Under the fifth round of TOT bidding, separate bids were requested for two sections of a stretch, 5A-1 and 5A-2. NHAI received bids worth Rs 22.52 billion, against a floor price of Rs 16.21 billion. Adani Enterprises won section 5A-1 at Rs 10.11 billion (reserve price Rs 8 billion), while DP Jain and Company won 5A-2 at Rs 12.51 billion (reserve price Rs 8.21 billion). The floor price was revealed after the technical bids were received and the winning bidder was announced. Following this, 11 bids submitted for ass­ets on offer under Bundles 6 and 8 fell short of expectations and were annulled. Bundle 7 was awarded to the Indian Highway Con­cession Trust at a winning bid worth Rs 62.27 billion. The stretch spans 135 km in the National Capital Region.

In September 2022, NHAI scrapped the auction for Bundle 10 as the highest bid by Se­kura, valued at Rs 17.11 billion, was below the reserve price. Following this, in January 2023, Bundle 9 was awarded to National In­vestment and Infrastructure Fund Limited. The highest bid, worth Rs 31.44 billion, was only a notch below that of IECV. This bundle involves a 72 km highway stretch on NH-19 in Uttar Pra­desh. Other bidding participants included Adani Enterprises (Rs 26.1 billion), Cube High­ways (Rs 25 billion), IRB Infrastructure Trust (Rs 24.21 billion) and PNC Infratech (Rs 13.45 billion).

As of May 2023, IRB Infrastructure Develo­pers (IRB) has secured the country’s second largest road monetisation asset, the 158 km Hyderabad Outer Ring Road in Telan­gana. IRB will pay an upfront fee of Rs 73.8 billion for the same.
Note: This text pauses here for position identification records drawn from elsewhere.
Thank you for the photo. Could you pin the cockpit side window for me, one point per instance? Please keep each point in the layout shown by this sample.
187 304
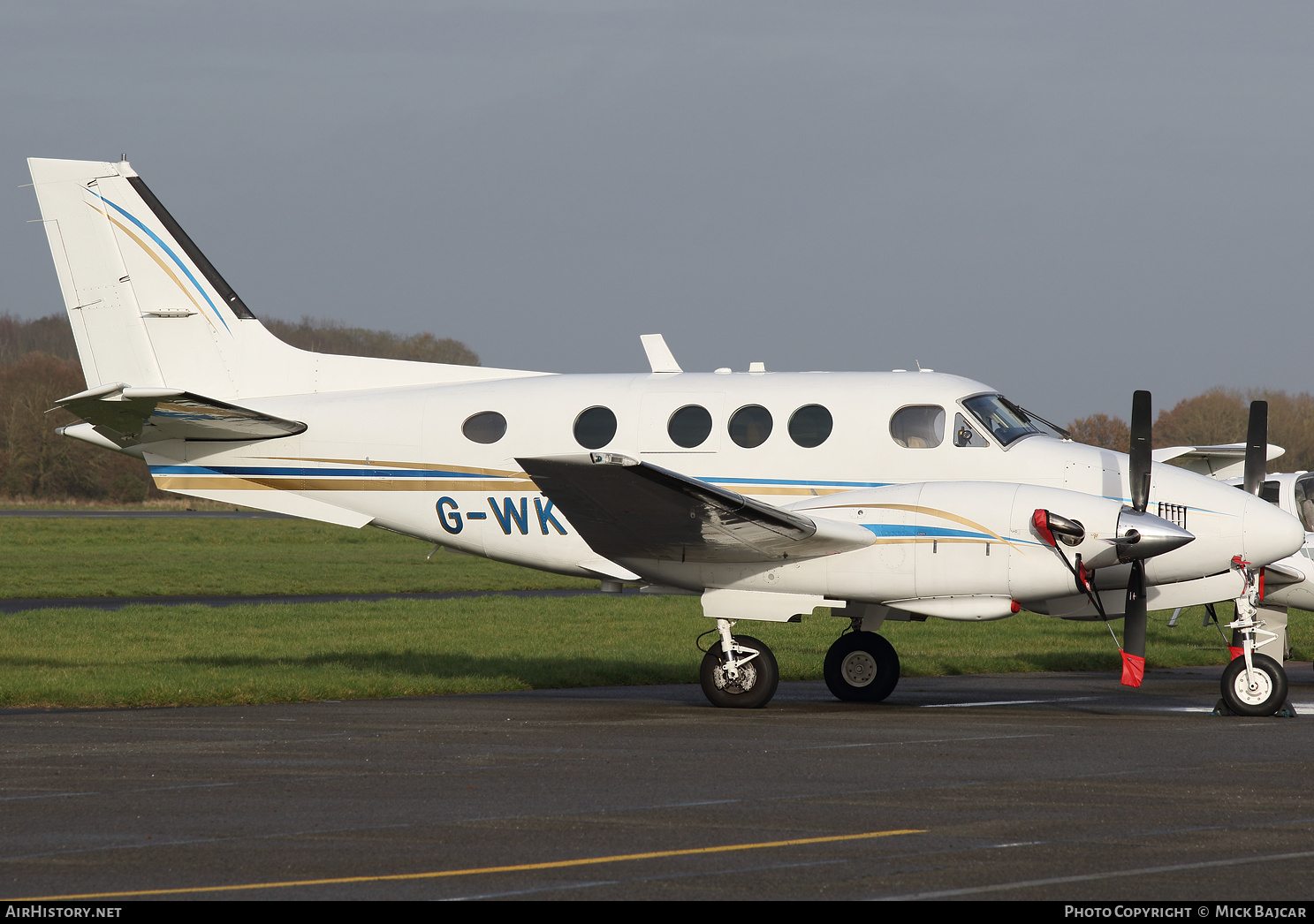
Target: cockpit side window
1004 420
965 434
1305 501
919 426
Other project bidders included Eagle In­fra­structure India, Dinesh Chandra R. Agar­wal Infracon and Gawar Construction.

Recently, a consortium of international investors, including CDPQ, KKR, Cube High­ways and IRB, has expressed interest in acquiring TOT 12, a 361 km long highway. Mean­while, TOT 11, the 82 km long Allahabad by­pa­ss, has received only one bid (for an an undisclosed amount), from Cube Highways.

Going forward

In the short term, HAM and EPC projects may see quicker execution during the year, considering the government’s focus on project completion ahead of the general elections in 2024. Ad­ditionally, in the past four years, as of Feb­ruary 2023, the Ministry of Road Transport and Highways has raised a total of around Rs 680 billion through various modes of asset monetisation. The monetisation target for 2023-24 is Rs 350 billion, a 6.5 per cent increase from the Rs 328.55 billion in 2022-23. Of this, the ministry intends to raise about Rs 100 billion via the TOT route.